CoREB uses `relevance_level=2` — only rel>=2 items count as relevant for binary metrics (Recall, MAP, Precision). Hard negatives (rel=1) penalize nDCG by occupying top ranks with zero gain but do not inflate Recall/MRR.

```python
# The EvaluateRetrieval class handles this automatically:
# - rel=1 (hard negatives) are zeroed out for nDCG computation
# - relevance_level=2 is set for pytrec_eval binary metrics
print(f"Relevance threshold: {EvaluateRetrieval.RELEVANCE_LEVEL}")  # 2
```

## Dataset Structure

Available on HuggingFace: [`hq-bench/coreb`](https://huggingface.co/datasets/hq-bench/coreb)

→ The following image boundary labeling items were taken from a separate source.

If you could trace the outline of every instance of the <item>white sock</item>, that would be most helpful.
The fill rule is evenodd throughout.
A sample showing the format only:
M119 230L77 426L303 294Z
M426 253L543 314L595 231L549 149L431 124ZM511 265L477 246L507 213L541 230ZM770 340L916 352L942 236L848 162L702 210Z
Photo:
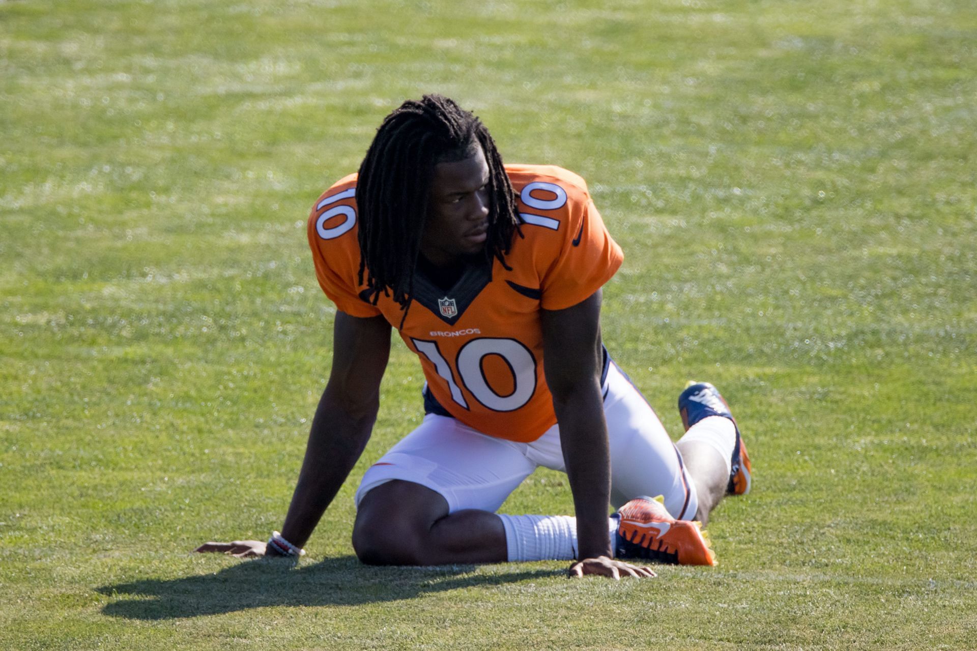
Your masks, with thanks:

**8 configs** x **2 splits** (`release_v2602`, `release_v2603`):

| Config | v2603 Rows | Description |
|--------|-----------|-------------|
| `code_corpus` | 1,744 | Code solutions (5 languages, 2 generator models) |
| `text_corpus` | 875 | Problem descriptions (175 original + 700 LLM noise) |
| `text2code_queries` | 1,123 | T2C queries (canonical, full, search subtasks) |
| `text2code_qrels` | 5,950 | T2C relevance judgments (2,814 pos + 3,136 hard neg) |
| `code2code_queries` | 278 | C2C queries (cross-language) |
| `code2code_qrels` | 1,457 | C2C relevance judgments (623 pos + 834 hard neg) |
| `code2text_queries` | 1,200 | C2T queries (canonical, full, match subtasks) |
| `code2text_qrels` | 4,610 | C2T relevance judgments (820 pos + 2,650 hard neg) |

## Benchmark Results (v202603, nDCG@10)

| Rank | Model | Avg | T2C | C2C | C2T |
|------|-------|-----|-----|-----|-----|
| 1 | GemEmb-2 | 0.639 | 0.434 | 0.698 | 0.784 |
| 2 | C2LLM-7B | 0.623 | 0.443 | 0.659 | 0.766 |
| 3 | jina-code-1.5b | 0.607 | 0.414 | 0.671 | 0.735 |
| 4 | C2LLM-0.5B | 0.604 | 0.430 | 0.657 | 0.725 |
| 5 | jina-code-0.5b | 0.596 | 0.386 | 0.677 | 0.725 |
| 6 | F2LLM-4B | 0.547 | 0.407 | 0.500 | 0.735 |
| 7 | Qwen3-Emb-4B | 0.495 | 0.390 | 0.392 | 0.704 |
| 8 | F2LLM-1.7B | 0.485 | 0.383 | 0.383 | 0.690 |
| 9 | Qwen3-Emb-0.6B | 0.443 | 0.349 | 0.384 | 0.597 |
| 10 | F2LLM-0.6B | 0.439 | 0.344 | 0.334 | 0.641 |
| 11 | Qwen3-Emb-8B | 0.428 | 0.328 | 0.320 | 0.635 |

## Citation

Coming soon.

## License

This project is licensed under the Apache License 2.0 — see [LICENSE](LICENSE) for details.